FDA Issues New Draft Guidance for Custom Devices; Some Points Worth Highlighting
January 27, 2014By Jeffrey K. Shapiro –
FDA has issued a new draft guidance on the custom device exemption. Comments are due by March 17, 2014. This schedule puts FDA on track to finalize the guidance by July 9, 2014, as required under section 617 of the Food and Drug Administration Safety and Innovation Act (“FDASIA”) (Pub. L. 112-144). (See our FDASIA summary here at pages 41-42.)
What is the custom device exemption? It is a long standing provision in Section 520(b) of the Federal Food, Drug, and Cosmetic Act (“FDCA”) that allows device manufacturers to distribute devices designed to accommodate unique patient conditions without premarket application (“PMA”) approval under Section 515 of the FDCA. The exemption does not relieve the manufacturer of the usual post market regulatory requirements that apply to medical devices.
Congress revamped the custom device exemption in FDASIA. Some of the changes were more clarifying than substantive, but a few new concepts were added. Those who need to consider the applicability of a custom device exemption should review the amended statute and draft guidance and ignore the existing regulation (21 C.F.R. § 812.3(b)), which has not been updated.

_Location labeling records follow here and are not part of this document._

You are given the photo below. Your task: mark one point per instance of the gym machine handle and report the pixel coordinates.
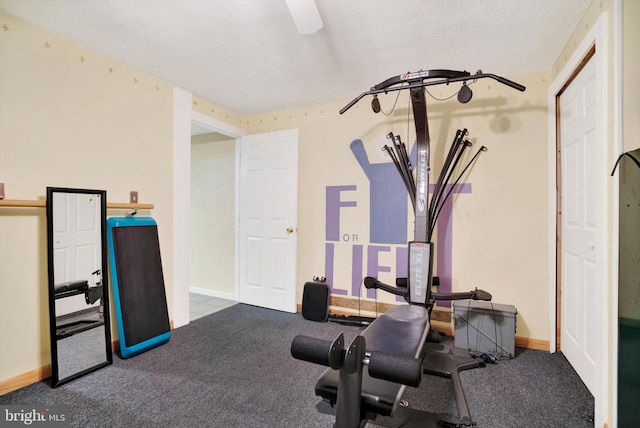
(419, 79)
(319, 351)
(402, 370)
(393, 368)
(473, 295)
(371, 282)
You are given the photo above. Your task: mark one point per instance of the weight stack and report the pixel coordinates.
(485, 327)
(315, 301)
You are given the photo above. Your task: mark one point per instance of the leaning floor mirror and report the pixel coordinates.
(78, 295)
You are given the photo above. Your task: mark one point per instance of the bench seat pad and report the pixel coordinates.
(401, 331)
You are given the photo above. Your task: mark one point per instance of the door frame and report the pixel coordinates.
(596, 36)
(183, 115)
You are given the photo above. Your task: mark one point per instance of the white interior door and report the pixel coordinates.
(582, 263)
(76, 244)
(268, 219)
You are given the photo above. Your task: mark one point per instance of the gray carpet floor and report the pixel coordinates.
(234, 369)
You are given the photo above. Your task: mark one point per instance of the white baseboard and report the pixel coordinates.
(213, 293)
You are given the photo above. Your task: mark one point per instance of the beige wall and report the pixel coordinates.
(212, 225)
(69, 118)
(499, 229)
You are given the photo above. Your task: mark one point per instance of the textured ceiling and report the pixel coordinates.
(247, 56)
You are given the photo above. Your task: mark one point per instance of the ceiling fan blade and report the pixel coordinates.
(305, 15)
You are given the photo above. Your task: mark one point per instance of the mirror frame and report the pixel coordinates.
(55, 375)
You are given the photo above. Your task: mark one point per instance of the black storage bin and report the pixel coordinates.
(315, 301)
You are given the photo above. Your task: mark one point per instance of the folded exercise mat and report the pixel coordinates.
(139, 295)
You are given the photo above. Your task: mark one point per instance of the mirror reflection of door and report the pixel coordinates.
(79, 309)
(76, 244)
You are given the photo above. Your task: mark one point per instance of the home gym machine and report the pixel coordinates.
(392, 346)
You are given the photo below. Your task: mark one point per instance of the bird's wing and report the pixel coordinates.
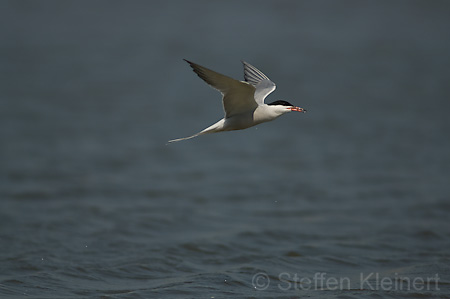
(260, 81)
(238, 96)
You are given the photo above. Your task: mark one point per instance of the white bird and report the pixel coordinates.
(243, 101)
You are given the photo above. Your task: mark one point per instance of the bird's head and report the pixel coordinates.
(285, 107)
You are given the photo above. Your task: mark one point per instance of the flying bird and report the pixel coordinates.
(243, 101)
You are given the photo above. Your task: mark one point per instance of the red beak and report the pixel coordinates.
(298, 109)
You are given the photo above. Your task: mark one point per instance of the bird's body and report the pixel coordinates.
(243, 101)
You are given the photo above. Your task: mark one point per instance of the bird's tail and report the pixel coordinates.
(185, 138)
(217, 127)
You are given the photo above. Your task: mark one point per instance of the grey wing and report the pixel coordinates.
(260, 81)
(238, 96)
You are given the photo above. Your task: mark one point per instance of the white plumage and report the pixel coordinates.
(243, 101)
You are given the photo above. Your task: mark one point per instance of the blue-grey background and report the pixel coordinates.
(94, 203)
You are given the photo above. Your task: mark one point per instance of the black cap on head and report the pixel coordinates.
(281, 103)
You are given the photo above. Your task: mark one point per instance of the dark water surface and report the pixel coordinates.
(350, 200)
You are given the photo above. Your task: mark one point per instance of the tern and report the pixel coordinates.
(243, 101)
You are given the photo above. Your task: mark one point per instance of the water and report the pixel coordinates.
(350, 200)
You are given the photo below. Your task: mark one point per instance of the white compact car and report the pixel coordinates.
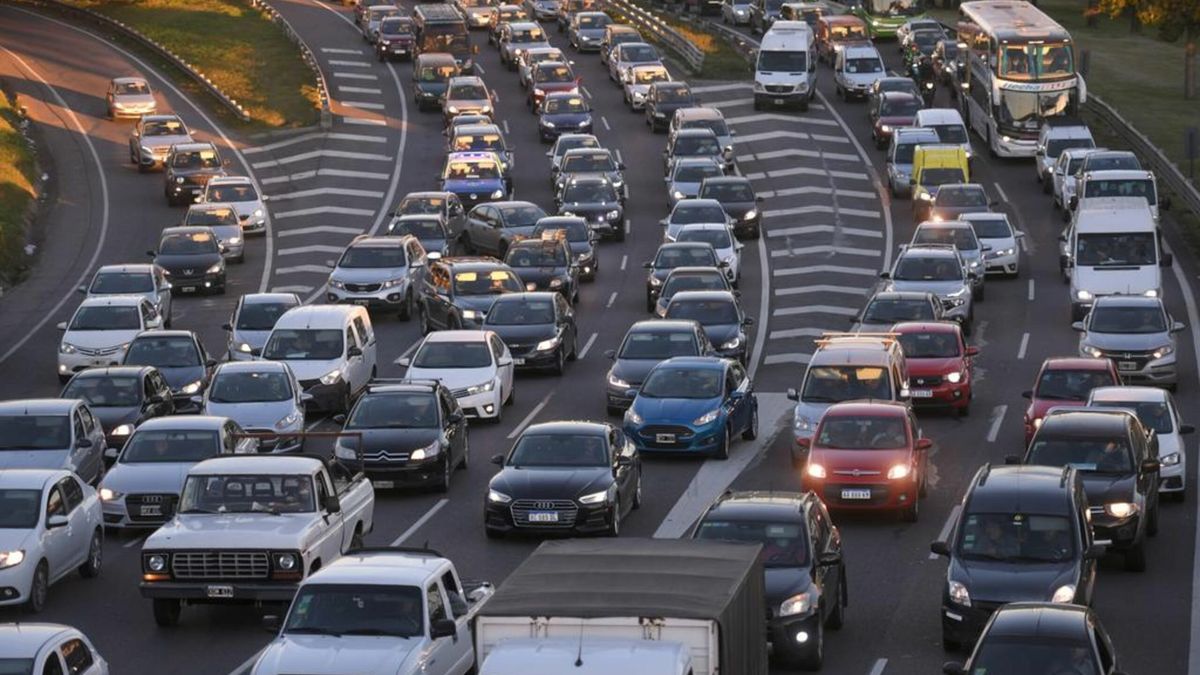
(474, 364)
(52, 525)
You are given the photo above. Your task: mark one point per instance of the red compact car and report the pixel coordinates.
(1066, 381)
(940, 363)
(868, 455)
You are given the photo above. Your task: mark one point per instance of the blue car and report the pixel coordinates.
(563, 113)
(694, 405)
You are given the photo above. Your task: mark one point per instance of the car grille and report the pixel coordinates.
(565, 509)
(220, 565)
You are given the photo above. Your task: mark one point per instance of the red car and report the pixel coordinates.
(868, 455)
(940, 363)
(1066, 381)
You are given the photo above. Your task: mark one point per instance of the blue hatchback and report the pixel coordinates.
(694, 405)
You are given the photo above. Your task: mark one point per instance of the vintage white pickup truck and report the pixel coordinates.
(249, 529)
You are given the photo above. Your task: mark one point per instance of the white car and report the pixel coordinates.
(101, 330)
(51, 647)
(729, 249)
(1156, 408)
(1001, 252)
(52, 526)
(239, 191)
(474, 364)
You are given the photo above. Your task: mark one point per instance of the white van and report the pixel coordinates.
(786, 67)
(1111, 249)
(331, 348)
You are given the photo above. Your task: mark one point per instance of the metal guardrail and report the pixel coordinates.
(154, 46)
(310, 59)
(658, 30)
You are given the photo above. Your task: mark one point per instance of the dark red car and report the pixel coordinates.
(868, 455)
(940, 363)
(1066, 381)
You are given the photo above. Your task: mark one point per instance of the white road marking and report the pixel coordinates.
(420, 521)
(997, 418)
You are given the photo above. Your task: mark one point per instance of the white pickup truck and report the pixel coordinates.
(250, 529)
(378, 611)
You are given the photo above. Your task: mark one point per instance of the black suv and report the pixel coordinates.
(1023, 535)
(1042, 638)
(1117, 459)
(189, 167)
(802, 556)
(413, 434)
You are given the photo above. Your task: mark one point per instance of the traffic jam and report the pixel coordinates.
(253, 472)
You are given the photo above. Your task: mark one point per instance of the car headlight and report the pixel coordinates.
(1063, 593)
(1121, 509)
(959, 593)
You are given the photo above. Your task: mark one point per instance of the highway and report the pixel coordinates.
(829, 230)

The following is a paraphrase of the custom device requirements in the revised statute. For a device to qualify, all of these requirements must be met:
- It is created or modified to comply with the order of a physician or dentist.
- In order to comply, the device necessarily deviates from an otherwise applicable premarket approval requirement in Section 515 of the FDCA.

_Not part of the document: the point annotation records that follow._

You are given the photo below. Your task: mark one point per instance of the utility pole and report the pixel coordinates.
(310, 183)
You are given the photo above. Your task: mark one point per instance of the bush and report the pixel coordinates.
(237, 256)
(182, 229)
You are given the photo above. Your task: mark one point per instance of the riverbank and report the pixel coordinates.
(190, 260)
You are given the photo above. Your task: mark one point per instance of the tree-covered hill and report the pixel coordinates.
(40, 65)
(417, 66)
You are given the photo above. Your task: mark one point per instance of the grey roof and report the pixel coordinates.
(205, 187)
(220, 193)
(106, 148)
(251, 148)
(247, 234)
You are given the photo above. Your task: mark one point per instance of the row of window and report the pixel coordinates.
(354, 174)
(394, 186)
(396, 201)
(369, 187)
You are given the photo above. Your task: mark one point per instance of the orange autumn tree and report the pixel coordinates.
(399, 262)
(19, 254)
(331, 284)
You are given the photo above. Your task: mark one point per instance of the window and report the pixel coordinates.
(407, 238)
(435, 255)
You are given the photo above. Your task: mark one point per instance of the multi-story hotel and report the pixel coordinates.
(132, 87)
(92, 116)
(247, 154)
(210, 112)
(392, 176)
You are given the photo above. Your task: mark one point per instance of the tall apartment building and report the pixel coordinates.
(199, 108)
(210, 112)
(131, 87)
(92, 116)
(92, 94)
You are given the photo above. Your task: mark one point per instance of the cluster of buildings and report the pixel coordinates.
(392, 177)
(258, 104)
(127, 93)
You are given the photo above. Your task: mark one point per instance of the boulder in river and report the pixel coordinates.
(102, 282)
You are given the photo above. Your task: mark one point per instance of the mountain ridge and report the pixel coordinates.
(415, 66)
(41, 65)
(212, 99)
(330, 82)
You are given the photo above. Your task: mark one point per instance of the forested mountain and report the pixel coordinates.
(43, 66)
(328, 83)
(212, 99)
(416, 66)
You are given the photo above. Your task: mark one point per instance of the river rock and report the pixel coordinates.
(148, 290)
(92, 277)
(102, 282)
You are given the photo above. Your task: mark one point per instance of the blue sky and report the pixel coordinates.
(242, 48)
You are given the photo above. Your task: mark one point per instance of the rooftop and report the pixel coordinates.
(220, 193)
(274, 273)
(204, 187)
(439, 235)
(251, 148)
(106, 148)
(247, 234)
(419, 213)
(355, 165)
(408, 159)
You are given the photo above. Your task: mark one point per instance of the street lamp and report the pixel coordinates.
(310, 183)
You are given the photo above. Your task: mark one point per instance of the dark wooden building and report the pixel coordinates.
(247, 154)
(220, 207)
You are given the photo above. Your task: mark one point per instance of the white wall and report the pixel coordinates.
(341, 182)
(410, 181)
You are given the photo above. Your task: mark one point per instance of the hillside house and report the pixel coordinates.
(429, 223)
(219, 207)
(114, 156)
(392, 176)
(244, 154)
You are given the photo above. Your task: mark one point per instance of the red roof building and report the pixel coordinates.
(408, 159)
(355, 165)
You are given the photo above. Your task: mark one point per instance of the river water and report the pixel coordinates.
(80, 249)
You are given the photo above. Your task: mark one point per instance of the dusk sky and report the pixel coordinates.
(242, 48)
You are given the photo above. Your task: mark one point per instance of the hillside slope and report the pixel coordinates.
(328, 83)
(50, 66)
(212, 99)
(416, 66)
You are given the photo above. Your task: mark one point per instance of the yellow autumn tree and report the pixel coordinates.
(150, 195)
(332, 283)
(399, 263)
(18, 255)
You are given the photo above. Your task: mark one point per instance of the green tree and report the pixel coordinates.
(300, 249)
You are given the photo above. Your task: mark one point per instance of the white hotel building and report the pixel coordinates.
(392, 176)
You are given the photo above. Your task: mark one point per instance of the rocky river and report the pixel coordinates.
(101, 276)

- It is not generally available in finished form through labeling or advertising for commercial distribution in the U.S.
- It is designed to treat a unique pathology or physiological condition that no domestically available device can treat.
- It is intended to meet the needs of a physician or dentist in treating a patient, or will be used by the patient on order of the physician or dentist.
- It is assembled by components or manufactured and finished on a case by case basis to accommodate the unique needs of the physician/dentist or patient.
- It may have common standardized design characteristics, material and chemical composition, and manufacturing processes as commercially distributed devices.
If a device meets these requirements it may be distributed as a custom device, with three further limitations:
- The condition being treated must be sufficiently rare that a clinical study is impractical. (This limitations codifies an interpretation that FDA has long applied.)
- Multiple units of the device may qualify for the exemption, but no more than five units per year.
- The manufacturer must annually notify FDA if it is producing custom devices.
FDA’s guidance does a good job of explaining how the agency will enforce these requirements. We will not reiterate the entire guidance here, since it is largely self explanatory. The flow chart on page 19 of the draft guidance is especially useful.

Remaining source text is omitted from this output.